What is the World Summit of the Information Society?
What is WSIS?
The World Summit of the Information Society (WSIS) is a two phase UN Conference that defined the issues, policies and frameworks to tackle the Information and Communication technologies to foster development.
The first phase of the Summit was held in Geneva in 2003 and concluded with a Declaration of Principles and Plan of Action identifying specific action lines to advance the achievement of the Millennium Development Goals. The second phase of the Summit was held in Tunis in 2005. It reaffirmed commitment to the Declaration of Principles and designed an implementation mechanism for the 11 Action Lines. In both phases IFLA contributed to the drafting of key documents and advocated for the role of libraries as key providers of access to the Internet and protectors of cultural heritage in the Information Society. This was recognized in the Tunis Agenda , which outlined the importance of supporting libraries in their public-service role of providing free and equitable access to information and of improving ICT literacy and community connectivity, particularly in underserved communities.
In the implementation of the WSIS Process IFLA is the moderator of two WSIS sub-themes, one in Action Line C3 (Access to information) relating to ‘Libraries and Archives’ and the other in Action Line C8 (Cultural diversity and identity, linguistic diversity and local content) relating to ‘Heritage’. This means IFLA is responsible for reporting back to UNESCO regarding the activities and progress of libraries in these areas in the WSIS context.
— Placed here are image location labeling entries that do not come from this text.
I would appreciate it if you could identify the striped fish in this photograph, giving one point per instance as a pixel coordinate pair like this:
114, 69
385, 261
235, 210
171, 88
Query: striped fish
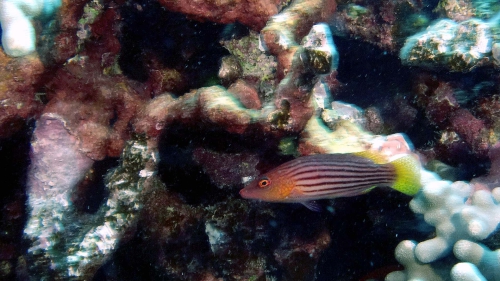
325, 176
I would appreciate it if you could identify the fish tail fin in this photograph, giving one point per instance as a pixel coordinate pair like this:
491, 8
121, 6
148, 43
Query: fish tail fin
407, 170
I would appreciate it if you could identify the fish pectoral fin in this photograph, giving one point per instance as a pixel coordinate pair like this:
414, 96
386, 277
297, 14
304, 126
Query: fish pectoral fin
312, 205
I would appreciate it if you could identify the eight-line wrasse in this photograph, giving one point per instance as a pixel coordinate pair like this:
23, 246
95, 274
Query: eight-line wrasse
326, 176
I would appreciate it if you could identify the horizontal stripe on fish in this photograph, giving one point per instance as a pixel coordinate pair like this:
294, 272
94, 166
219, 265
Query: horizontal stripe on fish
340, 158
340, 184
334, 191
335, 165
325, 173
334, 175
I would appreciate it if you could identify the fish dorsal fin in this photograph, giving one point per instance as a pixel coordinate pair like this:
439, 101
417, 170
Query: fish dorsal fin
376, 157
312, 205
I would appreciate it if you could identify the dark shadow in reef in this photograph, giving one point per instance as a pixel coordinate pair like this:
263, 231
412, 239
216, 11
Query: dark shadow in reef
183, 175
188, 46
14, 163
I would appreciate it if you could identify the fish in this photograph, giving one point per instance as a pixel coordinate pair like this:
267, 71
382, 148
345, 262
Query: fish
326, 176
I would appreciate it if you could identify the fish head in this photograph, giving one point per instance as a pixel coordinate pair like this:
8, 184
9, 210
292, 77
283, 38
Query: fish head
272, 187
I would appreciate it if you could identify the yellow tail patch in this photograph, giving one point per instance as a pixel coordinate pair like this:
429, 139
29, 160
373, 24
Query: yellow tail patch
407, 175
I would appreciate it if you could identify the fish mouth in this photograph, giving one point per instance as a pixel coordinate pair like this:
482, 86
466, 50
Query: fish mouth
244, 193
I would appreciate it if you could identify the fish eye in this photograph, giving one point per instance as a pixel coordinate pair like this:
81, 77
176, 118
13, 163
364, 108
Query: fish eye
264, 182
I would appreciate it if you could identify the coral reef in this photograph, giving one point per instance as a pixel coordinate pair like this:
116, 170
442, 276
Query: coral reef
147, 117
457, 46
458, 225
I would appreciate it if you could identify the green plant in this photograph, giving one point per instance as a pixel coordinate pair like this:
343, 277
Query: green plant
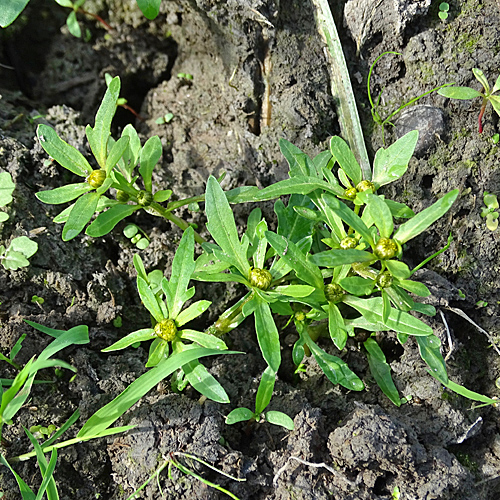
20, 249
262, 400
443, 11
377, 118
467, 93
117, 161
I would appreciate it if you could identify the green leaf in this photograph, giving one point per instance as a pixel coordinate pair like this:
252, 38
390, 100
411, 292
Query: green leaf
66, 155
391, 163
193, 311
399, 321
424, 219
357, 286
73, 26
265, 390
348, 216
336, 326
6, 188
204, 382
462, 93
334, 258
150, 154
222, 227
267, 334
280, 418
150, 8
149, 299
8, 14
63, 194
296, 259
106, 221
132, 338
111, 412
80, 215
239, 415
183, 267
204, 339
346, 159
116, 153
381, 371
161, 196
99, 135
481, 79
430, 352
380, 213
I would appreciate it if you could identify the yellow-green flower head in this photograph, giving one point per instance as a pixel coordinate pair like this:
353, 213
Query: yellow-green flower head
334, 293
385, 249
166, 329
348, 242
260, 278
350, 193
144, 198
365, 186
384, 280
96, 178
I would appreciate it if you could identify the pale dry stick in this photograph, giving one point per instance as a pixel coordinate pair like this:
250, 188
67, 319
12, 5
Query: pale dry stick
448, 335
311, 464
488, 336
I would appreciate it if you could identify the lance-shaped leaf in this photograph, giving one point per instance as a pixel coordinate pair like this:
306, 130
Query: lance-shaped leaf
66, 155
348, 216
334, 258
424, 219
149, 299
131, 338
391, 163
342, 153
116, 153
296, 259
399, 321
108, 414
381, 371
183, 266
80, 215
430, 352
106, 221
99, 135
63, 194
267, 334
265, 390
150, 154
222, 227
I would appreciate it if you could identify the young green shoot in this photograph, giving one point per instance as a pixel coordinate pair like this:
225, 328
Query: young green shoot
467, 93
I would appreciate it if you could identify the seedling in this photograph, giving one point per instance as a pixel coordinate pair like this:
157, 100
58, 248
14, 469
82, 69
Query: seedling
137, 236
20, 249
262, 400
467, 93
490, 212
382, 122
443, 11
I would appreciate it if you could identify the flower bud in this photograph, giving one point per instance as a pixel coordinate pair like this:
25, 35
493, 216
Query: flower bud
350, 193
166, 329
348, 243
385, 249
334, 293
365, 186
144, 198
96, 178
260, 278
384, 280
122, 196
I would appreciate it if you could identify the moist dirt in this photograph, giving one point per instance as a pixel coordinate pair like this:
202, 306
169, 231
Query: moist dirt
259, 73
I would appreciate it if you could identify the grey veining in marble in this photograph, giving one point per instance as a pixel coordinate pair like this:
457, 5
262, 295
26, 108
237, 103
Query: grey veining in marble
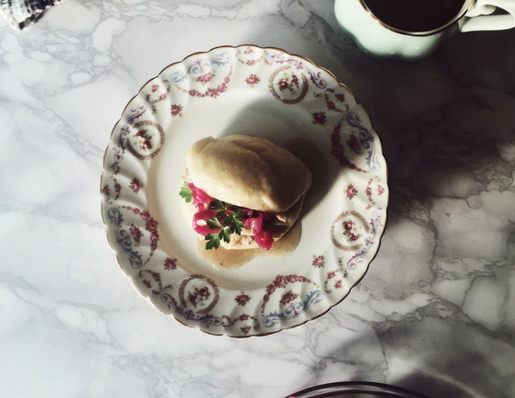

IFLA continues to engage at the international level to define the policies and strategies to achieve the WSIS goals and build an inclusive information society. Through its participation in the WSIS+10 Review process and in the Internet Governance Forum IFLA argues that public access to the Internet is key for addressing the challenges of development and reaching the United Nations 2030 Agenda.
What is the WSIS Forum?
The mechanism designed in Tunis called for a multistakeholder implementation of the Action Lines under the coordination of the leading UN Specialized Agencies. To monitor the implementation process the leading agencies organized a yearly follow-up meeting. In 2009 this meeting was transformed into the WSIS Forum to provide more structured opportunities to network, learn and participate in multistakeholder discussions and consultations on WSIS implementation. Its format is the result of open consultations with all WSIS Stakeholders. The agenda and program of the WSIS Forum are built on the basis of official submissions received during an open consultation process.
What is the WSIS Review Process?
2013 marked the ten year land mark from the first phase of the WSIS Summit in Geneva. UNESCO, as one of the leading implementing UN Agencies along with the International Telecommunications Union (ITU) and the United Nations Development Programme (UNDP), organised a first WSIS+10 review event with an analysis of trends and possible recommendations. UNESCO also launched a consultation on the recommendations that will be an integral part of the overall WSIS review process.
Outcomes will feed directly into the subsequent review meetings and into the overall review scheduled for the 2015 UN General Assembly. Results will also be reported to UNESCO’s Executive Board and to the 38th session of the General Conference of UNESCO (November 2015). IFLA wishes to ensure that public access to the information and the Internet is recognized a priority for the implementation of the UN 2030 Agenda, and that libraries continue to be recognized as essential in providing access to information and cultural heritage in the information society.